Monday, 17 December 2012

Happy Day

Someone told me that you're not supposed to say "merry christmas" to anyone unless you know for certain that they celebrate christmas. This makes sense to me, but it also confuses me. Wouldn't anyone who heard this take it as a gesture of well wishing? Here's the conclusion I've come to: No matter what you celebrate (or even if you don't celebrate anything at all), what I want to say to you is "be happy". Merry christmas, happy hanukkah, happy christmas, happy new year - whatever you do or don't do - be happy! So, everyone reading, happy day to you all, and a very happy day tomorrow as well.

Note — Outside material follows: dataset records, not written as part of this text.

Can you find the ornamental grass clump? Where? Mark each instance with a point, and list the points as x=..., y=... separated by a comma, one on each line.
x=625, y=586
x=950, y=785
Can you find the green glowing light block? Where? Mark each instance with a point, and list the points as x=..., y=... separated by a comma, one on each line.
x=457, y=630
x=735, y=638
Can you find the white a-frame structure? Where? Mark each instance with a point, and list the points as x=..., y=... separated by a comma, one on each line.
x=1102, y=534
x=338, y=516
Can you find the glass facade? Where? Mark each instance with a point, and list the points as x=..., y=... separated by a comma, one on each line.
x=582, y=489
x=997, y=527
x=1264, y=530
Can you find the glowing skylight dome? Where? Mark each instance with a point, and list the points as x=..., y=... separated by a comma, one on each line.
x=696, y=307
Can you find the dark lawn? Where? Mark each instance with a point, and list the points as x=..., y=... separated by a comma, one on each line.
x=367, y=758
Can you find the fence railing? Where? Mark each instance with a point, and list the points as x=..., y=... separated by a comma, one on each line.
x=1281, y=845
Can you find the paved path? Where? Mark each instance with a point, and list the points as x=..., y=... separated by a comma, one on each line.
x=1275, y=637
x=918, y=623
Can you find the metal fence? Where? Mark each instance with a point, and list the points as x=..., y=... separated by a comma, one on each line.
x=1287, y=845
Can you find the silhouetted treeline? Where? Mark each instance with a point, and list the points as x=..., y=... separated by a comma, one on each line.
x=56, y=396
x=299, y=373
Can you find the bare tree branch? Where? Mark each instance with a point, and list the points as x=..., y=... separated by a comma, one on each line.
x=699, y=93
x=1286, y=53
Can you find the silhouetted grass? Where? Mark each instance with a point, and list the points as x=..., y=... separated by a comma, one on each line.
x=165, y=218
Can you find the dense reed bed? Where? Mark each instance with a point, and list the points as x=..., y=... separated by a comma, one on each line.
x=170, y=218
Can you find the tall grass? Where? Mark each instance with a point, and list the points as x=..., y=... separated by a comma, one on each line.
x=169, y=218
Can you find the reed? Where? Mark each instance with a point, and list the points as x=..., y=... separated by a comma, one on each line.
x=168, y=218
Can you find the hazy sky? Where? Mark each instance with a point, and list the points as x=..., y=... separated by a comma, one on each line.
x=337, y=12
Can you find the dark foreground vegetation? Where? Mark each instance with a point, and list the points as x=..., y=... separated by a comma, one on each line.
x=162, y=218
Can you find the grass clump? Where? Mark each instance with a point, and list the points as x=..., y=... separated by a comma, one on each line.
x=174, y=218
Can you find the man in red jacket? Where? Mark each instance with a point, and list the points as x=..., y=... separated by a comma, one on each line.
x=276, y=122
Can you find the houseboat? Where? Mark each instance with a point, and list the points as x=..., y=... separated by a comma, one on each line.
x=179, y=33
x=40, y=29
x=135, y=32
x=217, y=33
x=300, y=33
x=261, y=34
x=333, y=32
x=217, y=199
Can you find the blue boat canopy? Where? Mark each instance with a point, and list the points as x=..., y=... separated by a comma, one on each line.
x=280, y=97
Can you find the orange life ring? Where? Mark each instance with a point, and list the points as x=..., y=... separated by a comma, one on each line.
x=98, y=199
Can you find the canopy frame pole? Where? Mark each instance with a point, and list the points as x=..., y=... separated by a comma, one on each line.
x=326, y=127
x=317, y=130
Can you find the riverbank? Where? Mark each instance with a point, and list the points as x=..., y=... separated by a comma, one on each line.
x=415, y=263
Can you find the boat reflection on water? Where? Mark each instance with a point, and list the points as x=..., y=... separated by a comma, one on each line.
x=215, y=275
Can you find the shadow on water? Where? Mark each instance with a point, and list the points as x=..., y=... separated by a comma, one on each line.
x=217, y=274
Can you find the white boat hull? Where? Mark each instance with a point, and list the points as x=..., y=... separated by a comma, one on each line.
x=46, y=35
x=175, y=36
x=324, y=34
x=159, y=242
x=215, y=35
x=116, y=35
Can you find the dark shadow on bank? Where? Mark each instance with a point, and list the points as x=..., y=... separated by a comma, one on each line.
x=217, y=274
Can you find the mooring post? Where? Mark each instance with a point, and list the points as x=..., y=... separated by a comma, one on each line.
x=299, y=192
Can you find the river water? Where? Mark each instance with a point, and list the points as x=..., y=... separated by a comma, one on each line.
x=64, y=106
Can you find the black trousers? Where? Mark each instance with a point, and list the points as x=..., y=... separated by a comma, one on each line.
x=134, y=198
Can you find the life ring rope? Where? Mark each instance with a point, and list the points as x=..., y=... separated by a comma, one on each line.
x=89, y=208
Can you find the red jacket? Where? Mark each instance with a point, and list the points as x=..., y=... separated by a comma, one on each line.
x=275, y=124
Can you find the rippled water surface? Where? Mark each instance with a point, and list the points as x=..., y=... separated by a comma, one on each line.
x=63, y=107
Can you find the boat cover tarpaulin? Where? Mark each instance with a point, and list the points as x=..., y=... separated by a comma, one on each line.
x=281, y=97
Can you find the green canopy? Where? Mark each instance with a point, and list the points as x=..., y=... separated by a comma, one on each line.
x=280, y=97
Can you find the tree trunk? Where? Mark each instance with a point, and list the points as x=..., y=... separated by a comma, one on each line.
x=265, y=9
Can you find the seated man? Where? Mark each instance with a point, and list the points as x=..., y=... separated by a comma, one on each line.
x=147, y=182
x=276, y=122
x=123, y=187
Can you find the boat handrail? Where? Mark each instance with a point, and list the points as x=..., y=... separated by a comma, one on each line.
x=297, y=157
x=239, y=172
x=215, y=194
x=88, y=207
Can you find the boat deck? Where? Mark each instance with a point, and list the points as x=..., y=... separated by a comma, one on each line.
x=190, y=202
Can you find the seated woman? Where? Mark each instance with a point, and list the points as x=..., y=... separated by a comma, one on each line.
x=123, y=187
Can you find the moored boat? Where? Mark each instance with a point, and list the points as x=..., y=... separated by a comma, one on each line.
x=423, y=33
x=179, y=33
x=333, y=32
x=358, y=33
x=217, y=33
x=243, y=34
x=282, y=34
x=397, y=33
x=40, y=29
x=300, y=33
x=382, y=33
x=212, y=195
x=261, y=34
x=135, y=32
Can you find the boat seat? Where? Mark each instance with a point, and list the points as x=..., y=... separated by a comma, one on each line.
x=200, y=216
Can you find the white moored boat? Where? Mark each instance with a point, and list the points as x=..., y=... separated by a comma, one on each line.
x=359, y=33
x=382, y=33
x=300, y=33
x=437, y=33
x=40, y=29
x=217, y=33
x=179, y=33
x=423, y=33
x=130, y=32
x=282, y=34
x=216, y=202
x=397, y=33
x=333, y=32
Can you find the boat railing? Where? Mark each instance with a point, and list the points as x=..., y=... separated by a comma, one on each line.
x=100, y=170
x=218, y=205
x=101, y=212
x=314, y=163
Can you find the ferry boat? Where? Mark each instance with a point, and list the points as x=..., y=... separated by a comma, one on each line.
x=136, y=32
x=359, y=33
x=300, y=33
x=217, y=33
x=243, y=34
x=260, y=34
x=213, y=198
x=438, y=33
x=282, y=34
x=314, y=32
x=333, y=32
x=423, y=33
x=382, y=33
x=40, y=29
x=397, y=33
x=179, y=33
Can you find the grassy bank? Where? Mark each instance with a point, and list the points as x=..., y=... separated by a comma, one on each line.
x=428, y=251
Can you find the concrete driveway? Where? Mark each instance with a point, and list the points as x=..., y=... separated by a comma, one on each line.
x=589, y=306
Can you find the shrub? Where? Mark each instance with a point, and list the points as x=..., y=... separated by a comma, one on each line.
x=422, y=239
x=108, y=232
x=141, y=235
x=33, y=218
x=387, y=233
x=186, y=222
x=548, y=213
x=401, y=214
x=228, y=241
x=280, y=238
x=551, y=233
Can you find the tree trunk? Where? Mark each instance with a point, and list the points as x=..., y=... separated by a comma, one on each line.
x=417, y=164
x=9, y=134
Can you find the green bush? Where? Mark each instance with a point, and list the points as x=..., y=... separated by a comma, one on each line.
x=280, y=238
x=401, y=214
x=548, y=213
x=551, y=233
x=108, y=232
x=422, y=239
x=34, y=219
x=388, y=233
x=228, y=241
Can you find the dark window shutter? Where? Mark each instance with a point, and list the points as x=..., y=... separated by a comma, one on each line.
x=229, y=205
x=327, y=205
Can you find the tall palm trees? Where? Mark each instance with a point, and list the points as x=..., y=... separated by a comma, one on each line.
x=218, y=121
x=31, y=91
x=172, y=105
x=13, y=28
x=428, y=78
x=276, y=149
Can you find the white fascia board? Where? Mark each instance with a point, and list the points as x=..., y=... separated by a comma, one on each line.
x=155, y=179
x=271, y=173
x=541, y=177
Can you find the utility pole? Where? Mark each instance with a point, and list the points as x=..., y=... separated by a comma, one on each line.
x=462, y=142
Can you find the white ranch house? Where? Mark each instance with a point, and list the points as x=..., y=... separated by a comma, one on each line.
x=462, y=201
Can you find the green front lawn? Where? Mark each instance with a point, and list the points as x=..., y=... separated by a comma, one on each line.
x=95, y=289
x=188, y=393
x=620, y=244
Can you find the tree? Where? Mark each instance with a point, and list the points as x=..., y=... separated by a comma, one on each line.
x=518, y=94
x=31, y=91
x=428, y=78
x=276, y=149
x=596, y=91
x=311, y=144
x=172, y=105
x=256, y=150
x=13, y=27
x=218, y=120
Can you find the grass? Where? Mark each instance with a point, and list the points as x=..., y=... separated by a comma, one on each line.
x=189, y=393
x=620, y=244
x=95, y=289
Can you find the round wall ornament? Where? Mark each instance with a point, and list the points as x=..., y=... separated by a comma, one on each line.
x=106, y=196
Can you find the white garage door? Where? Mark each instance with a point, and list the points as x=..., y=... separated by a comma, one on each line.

Also, I hope your happy day includes good food and loved ones (but don't mix those two things up... that would not be a happy day).

Hugs and poops,



  1. I always say Happy Holidays and Merry Christmas. That's my belief and I'm sticking to it!!! Oppressors can't keep me down!

    1. Exactly!
      A happy sentiment is kind no matter what you believe :)
      Happy holidays and merry christmas to you too, Eden83!

  2. The way I see it, I say Happy Holidays if I'm unsure or speaking to a group (or at a work function or in public), because it doesn't leave out those who celebrate Hanukkah or Kwanza or anything else. I think that's just nicer than assuming everyone is Christian or celebrates Christmas. Just like I use the term "partner" a lot so that it doesn't assume everyone is straight.

    If I know you celebrate Christmas, I can say Merry Christmas. I'm not going to yell at you either way. I just like to say things that are inclusive when the situation warrants it! I don't think people are offended by Merry Christmas, but I'm sure it gets tiring for those who don't celebrate, because they must feel like they are not included.

    1. I agree :)
      It's hard to make everyone feel included, but you've gotta try!